Rig Manager Job Description

The rig manager, sometimes also called a Toolpusher, essentially supervises all the staff on the oil rig as well as the drilling activities and equipment. The drill team members look to their rig manager for leadership, safety training, as well as dispute resolution and help in solving personnel and operational issues.

Rig Managers Oversee Operations on a Rig and Occasionally Help Out When Needed

It’s typical in the oil and gas industry for people to work their way up the ranks, and it’s no different for rig managers. They often start out as roughnecks and move into higher level jobs from there. In this way s/he accumulates all the knowledge necessary to manage the complete operation.
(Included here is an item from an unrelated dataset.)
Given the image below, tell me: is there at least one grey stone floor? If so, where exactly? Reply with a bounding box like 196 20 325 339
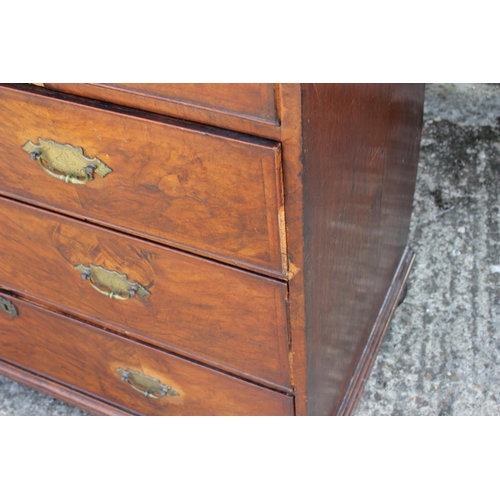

A good rig manager can handle just about any kind of problem on the rig and isn’t afraid to get his hands dirty during peak times.

Rig managers spend most of their time interfacing with the rig crews, but must also meet and communicate regularly with his superiors with contracting oil company.

Major responsibilities of the rig manager are:

  • Managing the set up and take down of rigs
  • Adherence to safety practices.
  • Coordination of the rig crews, typically three or four crews.
  • Management of the day-to-day drilling activities.
  • Adherence to environmental and other government laws and policies 
  • Conducting prep work prior to rig set up.
  • Handling personnel issues

You can’t be a successful rig manager unless you possess leadership skills, the ability to communicate and listen, delegate responsibilities, and maintain a high level of organization.

A number of certifications may be required before you can fulfill this position.

  • First Aid
  • WHIMIS (Workers Health Industrial M anagement Information System)
  • Hydrogen Sulphide Safety Training (H2S)
  • Fall Protection
  • Oil field boiler
  • Specialized safety training such as fall protection and high angle rescue

Pay varies from company to company and the scope of your experience.